Questa operazione doveva aiutare Lenovo nel processo di transizione, evitando
quindi la disaffezione da parte dei clienti di Big Blue.
XBitlabs riporta che Lenovo ha scelto di non utilizzare più il logo IBM
sui PC di nuova produzione: la società cinese è convinta che ormai il grande
pubblico sia pronto per questa fase e l'eliminazione del logo IBM, sempre
secondo Lenovo, non arrecherà danni alle vendite.
In questi anni Lenovo ha attuato un lento processo di migrazione durante il
quale il logo IBM è stato sempre più accantonato: al suo posto è stata data
enfasi al brand Think, anch'esso originariamente coniato da IBM, che attualmente
compare anche nei diffusi e apprezzati software forniti con i notebook ThinkPad.

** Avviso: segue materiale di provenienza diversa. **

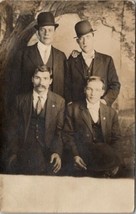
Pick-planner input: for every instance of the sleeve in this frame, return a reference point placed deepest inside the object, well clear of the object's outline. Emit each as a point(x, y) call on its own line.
point(113, 85)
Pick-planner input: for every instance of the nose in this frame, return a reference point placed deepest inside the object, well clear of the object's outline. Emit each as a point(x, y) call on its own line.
point(84, 40)
point(46, 32)
point(41, 81)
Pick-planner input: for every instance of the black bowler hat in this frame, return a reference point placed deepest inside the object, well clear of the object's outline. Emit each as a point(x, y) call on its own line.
point(83, 27)
point(45, 19)
point(102, 157)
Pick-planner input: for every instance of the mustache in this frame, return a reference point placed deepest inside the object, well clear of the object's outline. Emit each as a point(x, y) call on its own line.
point(43, 86)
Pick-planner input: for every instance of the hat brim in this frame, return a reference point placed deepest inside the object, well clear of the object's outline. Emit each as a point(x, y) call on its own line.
point(78, 36)
point(47, 24)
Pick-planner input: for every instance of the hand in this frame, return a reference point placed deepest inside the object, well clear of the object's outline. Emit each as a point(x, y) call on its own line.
point(79, 161)
point(103, 101)
point(57, 162)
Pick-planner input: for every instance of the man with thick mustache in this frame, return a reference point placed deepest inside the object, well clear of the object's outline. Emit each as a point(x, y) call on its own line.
point(36, 146)
point(31, 57)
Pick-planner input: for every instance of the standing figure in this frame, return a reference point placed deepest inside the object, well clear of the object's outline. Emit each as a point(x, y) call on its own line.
point(87, 63)
point(35, 142)
point(92, 134)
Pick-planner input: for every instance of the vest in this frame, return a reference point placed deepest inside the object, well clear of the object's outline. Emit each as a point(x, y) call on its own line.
point(97, 131)
point(33, 158)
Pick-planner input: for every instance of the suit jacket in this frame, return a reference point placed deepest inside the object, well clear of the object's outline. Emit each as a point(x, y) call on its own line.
point(25, 63)
point(78, 133)
point(53, 126)
point(103, 66)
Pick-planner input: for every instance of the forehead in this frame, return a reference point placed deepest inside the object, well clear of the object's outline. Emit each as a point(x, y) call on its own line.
point(42, 74)
point(95, 84)
point(47, 27)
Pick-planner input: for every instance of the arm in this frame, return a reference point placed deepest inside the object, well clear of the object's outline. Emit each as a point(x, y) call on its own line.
point(113, 85)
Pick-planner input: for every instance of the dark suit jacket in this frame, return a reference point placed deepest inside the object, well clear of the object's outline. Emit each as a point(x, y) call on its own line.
point(103, 66)
point(78, 134)
point(53, 125)
point(25, 63)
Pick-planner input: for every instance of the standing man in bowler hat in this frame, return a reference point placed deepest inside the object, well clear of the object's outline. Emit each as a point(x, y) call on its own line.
point(92, 134)
point(89, 62)
point(39, 54)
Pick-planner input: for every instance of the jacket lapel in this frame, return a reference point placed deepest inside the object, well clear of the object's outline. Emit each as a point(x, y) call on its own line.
point(79, 65)
point(97, 65)
point(27, 111)
point(50, 111)
point(86, 117)
point(103, 118)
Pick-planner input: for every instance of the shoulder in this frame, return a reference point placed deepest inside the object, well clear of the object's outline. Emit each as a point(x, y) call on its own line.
point(109, 109)
point(74, 55)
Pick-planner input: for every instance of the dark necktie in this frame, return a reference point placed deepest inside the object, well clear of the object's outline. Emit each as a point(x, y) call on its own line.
point(39, 106)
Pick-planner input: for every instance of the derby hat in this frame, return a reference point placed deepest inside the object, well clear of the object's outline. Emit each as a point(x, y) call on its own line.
point(45, 19)
point(102, 157)
point(83, 27)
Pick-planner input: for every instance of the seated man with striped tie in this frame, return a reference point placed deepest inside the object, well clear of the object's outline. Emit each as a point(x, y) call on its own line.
point(92, 134)
point(35, 146)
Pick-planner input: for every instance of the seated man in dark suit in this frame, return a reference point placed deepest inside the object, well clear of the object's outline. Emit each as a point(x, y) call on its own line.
point(35, 145)
point(92, 134)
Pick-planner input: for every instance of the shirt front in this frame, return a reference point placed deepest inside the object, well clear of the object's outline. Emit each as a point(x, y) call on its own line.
point(88, 57)
point(44, 51)
point(93, 110)
point(36, 96)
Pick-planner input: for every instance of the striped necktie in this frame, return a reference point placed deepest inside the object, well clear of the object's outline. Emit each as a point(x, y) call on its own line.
point(39, 106)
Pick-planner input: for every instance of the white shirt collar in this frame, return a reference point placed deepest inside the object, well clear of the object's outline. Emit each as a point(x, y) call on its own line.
point(43, 97)
point(43, 47)
point(94, 107)
point(86, 56)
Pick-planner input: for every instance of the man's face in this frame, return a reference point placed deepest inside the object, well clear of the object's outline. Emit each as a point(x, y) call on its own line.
point(41, 81)
point(46, 34)
point(94, 91)
point(86, 42)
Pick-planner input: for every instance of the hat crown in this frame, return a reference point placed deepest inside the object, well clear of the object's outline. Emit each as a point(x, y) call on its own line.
point(45, 19)
point(83, 27)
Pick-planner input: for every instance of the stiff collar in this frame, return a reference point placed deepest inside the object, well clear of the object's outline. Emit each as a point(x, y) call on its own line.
point(43, 47)
point(90, 56)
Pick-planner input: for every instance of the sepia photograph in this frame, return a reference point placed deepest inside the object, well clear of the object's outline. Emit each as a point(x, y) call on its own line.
point(67, 106)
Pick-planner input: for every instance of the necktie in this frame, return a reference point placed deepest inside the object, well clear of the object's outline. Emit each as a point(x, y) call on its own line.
point(38, 106)
point(45, 57)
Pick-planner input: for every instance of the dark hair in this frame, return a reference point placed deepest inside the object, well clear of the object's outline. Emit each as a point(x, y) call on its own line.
point(43, 68)
point(96, 78)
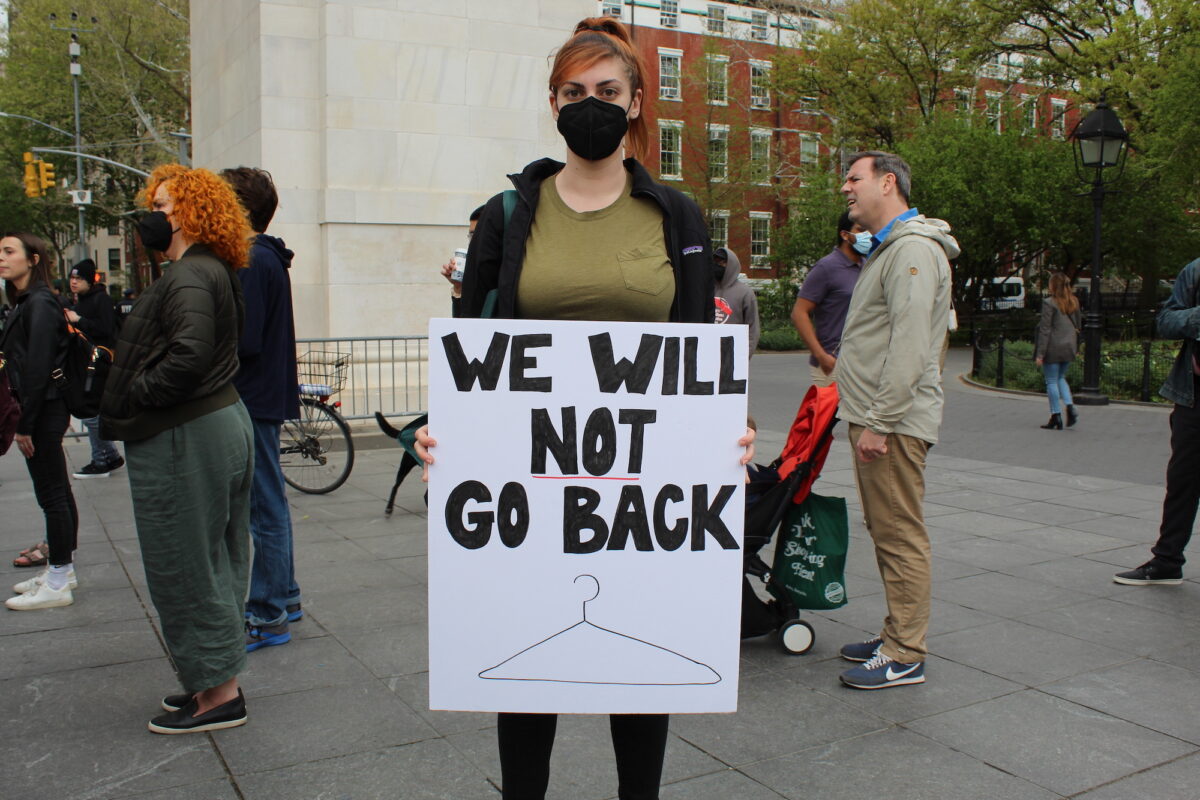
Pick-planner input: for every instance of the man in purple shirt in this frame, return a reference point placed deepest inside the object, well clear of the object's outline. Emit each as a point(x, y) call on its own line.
point(821, 305)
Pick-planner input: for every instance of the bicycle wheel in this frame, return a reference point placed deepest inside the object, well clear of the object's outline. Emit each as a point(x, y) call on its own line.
point(316, 451)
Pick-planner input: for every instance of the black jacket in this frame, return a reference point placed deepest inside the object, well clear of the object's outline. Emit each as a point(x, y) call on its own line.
point(178, 352)
point(267, 380)
point(496, 254)
point(97, 319)
point(34, 341)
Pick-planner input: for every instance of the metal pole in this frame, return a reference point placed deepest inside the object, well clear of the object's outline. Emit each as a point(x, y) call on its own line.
point(1090, 394)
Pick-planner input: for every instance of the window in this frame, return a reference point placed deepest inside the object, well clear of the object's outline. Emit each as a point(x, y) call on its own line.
point(760, 238)
point(995, 107)
point(964, 101)
point(715, 19)
point(810, 149)
point(669, 13)
point(718, 79)
point(760, 155)
point(1057, 118)
point(670, 150)
point(760, 84)
point(759, 25)
point(718, 152)
point(670, 66)
point(719, 228)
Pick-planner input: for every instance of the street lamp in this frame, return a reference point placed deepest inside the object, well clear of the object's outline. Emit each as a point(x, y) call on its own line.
point(1099, 144)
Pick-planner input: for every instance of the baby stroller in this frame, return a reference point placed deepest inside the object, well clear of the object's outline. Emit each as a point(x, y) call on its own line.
point(772, 491)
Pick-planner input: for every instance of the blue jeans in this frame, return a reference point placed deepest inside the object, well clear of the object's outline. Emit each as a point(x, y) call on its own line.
point(102, 452)
point(1056, 385)
point(273, 583)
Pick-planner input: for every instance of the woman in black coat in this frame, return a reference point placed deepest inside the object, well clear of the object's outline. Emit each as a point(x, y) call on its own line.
point(34, 341)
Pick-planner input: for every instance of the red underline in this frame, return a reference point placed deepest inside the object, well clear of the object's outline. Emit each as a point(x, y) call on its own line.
point(582, 477)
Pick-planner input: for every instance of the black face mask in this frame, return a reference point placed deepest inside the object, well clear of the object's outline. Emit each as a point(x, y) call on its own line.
point(155, 232)
point(592, 127)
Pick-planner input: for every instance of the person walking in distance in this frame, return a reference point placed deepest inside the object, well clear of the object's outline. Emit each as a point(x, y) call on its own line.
point(94, 314)
point(821, 304)
point(1179, 319)
point(889, 380)
point(267, 383)
point(1057, 342)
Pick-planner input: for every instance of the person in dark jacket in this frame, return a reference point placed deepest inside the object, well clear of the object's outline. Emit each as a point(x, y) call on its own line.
point(189, 441)
point(94, 314)
point(594, 239)
point(34, 342)
point(267, 383)
point(1057, 343)
point(735, 301)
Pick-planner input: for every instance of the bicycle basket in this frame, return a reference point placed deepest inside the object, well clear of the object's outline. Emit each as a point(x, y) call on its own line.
point(322, 372)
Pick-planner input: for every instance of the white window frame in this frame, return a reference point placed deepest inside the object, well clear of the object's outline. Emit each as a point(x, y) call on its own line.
point(761, 173)
point(721, 215)
point(760, 25)
point(669, 13)
point(762, 258)
point(1057, 118)
point(719, 133)
point(995, 109)
point(711, 62)
point(762, 98)
point(715, 20)
point(671, 86)
point(677, 126)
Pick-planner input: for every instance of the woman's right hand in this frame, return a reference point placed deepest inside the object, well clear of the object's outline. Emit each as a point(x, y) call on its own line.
point(421, 445)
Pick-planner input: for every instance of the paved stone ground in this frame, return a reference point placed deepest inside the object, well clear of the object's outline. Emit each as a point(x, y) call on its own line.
point(1047, 680)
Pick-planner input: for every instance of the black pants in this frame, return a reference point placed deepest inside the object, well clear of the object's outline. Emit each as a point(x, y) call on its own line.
point(640, 741)
point(52, 485)
point(1182, 487)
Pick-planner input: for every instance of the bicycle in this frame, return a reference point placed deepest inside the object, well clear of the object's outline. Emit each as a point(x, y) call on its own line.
point(316, 451)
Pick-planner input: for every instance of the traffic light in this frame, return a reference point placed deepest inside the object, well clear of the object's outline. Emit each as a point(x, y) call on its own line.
point(46, 173)
point(33, 187)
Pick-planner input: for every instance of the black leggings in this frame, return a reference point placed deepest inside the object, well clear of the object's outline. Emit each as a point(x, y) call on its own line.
point(52, 485)
point(640, 741)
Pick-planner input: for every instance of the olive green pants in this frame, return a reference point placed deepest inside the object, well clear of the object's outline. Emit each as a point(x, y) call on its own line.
point(191, 504)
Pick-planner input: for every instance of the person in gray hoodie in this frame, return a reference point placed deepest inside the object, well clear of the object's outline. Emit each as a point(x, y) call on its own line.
point(736, 301)
point(889, 379)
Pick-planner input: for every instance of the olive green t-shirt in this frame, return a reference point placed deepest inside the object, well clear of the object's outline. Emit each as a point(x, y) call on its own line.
point(604, 265)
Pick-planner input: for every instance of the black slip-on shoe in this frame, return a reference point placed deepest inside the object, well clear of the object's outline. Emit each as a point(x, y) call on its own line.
point(227, 715)
point(1150, 575)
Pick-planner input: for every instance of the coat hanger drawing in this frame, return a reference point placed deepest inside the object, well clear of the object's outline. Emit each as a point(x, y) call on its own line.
point(587, 653)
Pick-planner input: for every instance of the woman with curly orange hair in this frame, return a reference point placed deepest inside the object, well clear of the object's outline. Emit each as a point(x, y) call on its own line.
point(189, 441)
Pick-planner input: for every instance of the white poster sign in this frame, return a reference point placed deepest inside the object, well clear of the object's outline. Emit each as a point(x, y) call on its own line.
point(586, 511)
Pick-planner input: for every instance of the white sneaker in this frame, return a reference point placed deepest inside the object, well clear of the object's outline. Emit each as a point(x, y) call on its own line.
point(41, 597)
point(40, 578)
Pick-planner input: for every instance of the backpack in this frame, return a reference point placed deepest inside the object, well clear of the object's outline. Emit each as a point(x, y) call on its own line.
point(84, 371)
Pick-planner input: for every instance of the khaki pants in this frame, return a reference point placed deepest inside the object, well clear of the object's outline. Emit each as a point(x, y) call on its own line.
point(819, 377)
point(893, 488)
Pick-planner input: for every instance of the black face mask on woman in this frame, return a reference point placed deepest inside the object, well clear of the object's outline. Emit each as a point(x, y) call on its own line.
point(155, 232)
point(592, 127)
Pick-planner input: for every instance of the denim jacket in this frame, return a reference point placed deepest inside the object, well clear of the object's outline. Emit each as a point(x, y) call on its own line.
point(1180, 319)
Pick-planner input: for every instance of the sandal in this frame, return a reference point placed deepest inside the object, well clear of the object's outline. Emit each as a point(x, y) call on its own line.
point(36, 555)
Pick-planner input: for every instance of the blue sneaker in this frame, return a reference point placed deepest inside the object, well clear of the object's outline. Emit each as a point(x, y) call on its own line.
point(882, 672)
point(265, 637)
point(862, 650)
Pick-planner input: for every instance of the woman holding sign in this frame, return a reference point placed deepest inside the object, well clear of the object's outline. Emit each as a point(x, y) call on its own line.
point(594, 239)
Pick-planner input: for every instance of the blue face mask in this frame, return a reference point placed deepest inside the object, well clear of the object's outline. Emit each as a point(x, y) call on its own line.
point(862, 242)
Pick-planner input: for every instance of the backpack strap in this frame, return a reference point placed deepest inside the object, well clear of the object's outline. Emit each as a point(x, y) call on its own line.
point(509, 198)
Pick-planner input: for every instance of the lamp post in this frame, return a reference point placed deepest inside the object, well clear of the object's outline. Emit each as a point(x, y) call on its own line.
point(1099, 144)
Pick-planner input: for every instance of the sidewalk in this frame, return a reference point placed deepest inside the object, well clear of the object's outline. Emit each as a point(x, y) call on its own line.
point(1048, 680)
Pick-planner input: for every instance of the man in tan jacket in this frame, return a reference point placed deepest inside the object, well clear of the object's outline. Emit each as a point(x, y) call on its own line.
point(889, 380)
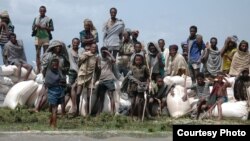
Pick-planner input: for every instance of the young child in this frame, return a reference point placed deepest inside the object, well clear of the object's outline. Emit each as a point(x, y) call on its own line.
point(139, 74)
point(202, 90)
point(218, 94)
point(53, 81)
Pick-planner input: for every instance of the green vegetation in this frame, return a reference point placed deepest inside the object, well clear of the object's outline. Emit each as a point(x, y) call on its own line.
point(21, 119)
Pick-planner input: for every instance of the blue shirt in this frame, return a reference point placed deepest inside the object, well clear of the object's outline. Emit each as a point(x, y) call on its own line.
point(195, 51)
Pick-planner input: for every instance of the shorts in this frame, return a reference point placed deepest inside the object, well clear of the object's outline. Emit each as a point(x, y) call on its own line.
point(72, 76)
point(17, 62)
point(223, 98)
point(109, 84)
point(111, 48)
point(41, 42)
point(87, 84)
point(55, 95)
point(194, 65)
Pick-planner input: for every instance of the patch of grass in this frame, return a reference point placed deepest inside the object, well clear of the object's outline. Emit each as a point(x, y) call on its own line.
point(21, 119)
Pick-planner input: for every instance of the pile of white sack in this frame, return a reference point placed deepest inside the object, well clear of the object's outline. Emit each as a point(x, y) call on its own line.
point(8, 78)
point(26, 92)
point(23, 92)
point(177, 107)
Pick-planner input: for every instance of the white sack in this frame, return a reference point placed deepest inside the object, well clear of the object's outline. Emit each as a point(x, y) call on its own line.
point(176, 106)
point(20, 93)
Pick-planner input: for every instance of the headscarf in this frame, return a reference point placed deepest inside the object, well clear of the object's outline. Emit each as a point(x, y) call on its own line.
point(4, 14)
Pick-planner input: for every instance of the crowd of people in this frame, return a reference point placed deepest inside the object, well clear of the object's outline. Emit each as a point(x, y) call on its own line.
point(144, 66)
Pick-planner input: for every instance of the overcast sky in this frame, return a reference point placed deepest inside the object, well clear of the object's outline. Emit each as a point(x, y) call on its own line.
point(155, 19)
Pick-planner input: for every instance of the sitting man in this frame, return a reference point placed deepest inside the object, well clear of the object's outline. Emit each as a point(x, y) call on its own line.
point(202, 90)
point(242, 83)
point(158, 95)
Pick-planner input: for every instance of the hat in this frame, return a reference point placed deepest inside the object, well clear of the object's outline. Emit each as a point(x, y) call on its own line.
point(4, 14)
point(184, 43)
point(135, 32)
point(55, 43)
point(234, 38)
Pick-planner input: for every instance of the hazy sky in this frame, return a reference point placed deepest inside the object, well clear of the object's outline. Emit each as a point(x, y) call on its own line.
point(155, 19)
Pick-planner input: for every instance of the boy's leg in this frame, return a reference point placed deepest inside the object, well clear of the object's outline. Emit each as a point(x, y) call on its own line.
point(19, 70)
point(219, 108)
point(29, 69)
point(78, 93)
point(54, 116)
point(101, 97)
point(38, 59)
point(112, 100)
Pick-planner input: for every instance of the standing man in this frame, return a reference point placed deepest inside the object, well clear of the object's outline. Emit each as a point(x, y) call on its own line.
point(14, 55)
point(41, 29)
point(211, 59)
point(6, 28)
point(113, 32)
point(194, 58)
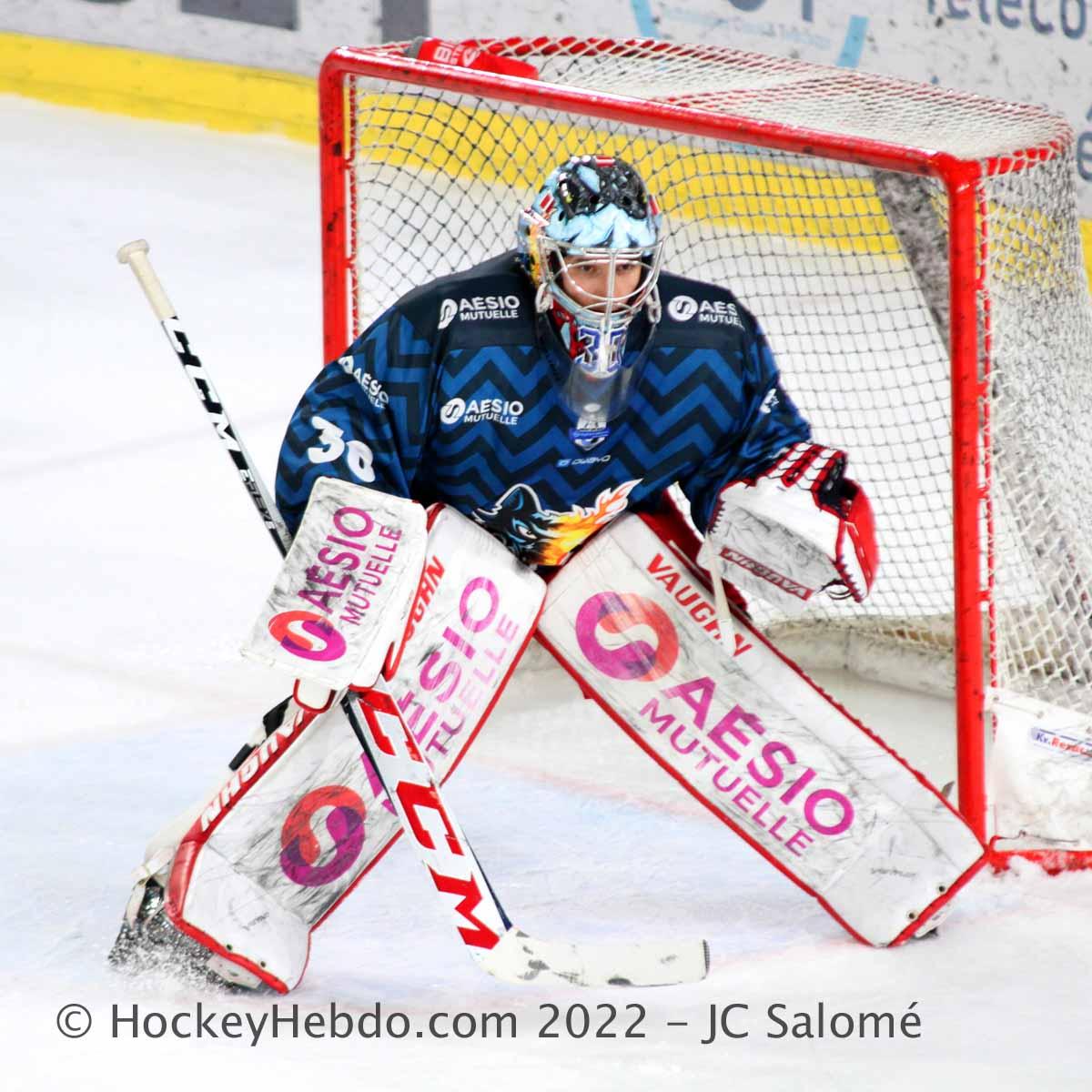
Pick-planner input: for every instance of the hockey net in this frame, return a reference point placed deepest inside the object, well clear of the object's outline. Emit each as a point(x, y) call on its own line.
point(915, 257)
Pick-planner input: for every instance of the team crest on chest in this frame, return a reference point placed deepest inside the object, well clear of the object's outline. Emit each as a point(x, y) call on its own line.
point(539, 535)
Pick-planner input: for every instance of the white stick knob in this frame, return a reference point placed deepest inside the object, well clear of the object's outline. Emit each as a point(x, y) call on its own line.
point(135, 255)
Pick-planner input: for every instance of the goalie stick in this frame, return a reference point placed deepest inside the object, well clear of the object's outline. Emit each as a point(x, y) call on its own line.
point(496, 945)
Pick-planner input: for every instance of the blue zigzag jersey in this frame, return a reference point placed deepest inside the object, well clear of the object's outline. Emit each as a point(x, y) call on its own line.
point(453, 394)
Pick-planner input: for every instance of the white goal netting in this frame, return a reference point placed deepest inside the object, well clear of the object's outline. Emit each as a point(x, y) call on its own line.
point(779, 180)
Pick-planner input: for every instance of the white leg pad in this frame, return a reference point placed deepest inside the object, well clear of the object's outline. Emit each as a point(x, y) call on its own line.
point(748, 734)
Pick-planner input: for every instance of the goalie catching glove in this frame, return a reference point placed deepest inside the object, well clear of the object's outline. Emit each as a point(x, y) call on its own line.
point(798, 528)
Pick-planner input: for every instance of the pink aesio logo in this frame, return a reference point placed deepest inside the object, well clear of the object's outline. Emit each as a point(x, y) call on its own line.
point(307, 634)
point(637, 660)
point(299, 847)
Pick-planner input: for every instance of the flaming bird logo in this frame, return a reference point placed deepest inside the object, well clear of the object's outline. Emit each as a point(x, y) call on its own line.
point(538, 535)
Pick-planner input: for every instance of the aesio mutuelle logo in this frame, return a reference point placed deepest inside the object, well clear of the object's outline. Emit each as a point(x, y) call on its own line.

Per supportare al meglio quest'ultima fase critica il marketing di Lenovo ha
avviato ingenti campagne pubblicitarie: tali strumenti consentiranno di dare
maggior visibilità al marchio Lenovo e Think, accantonando ulteriormente il
marchio IBM. Stando sempre a quanto riportato dalla fonte, Big Blue
continuerà a fornire servizi e assistenza a Lenovo.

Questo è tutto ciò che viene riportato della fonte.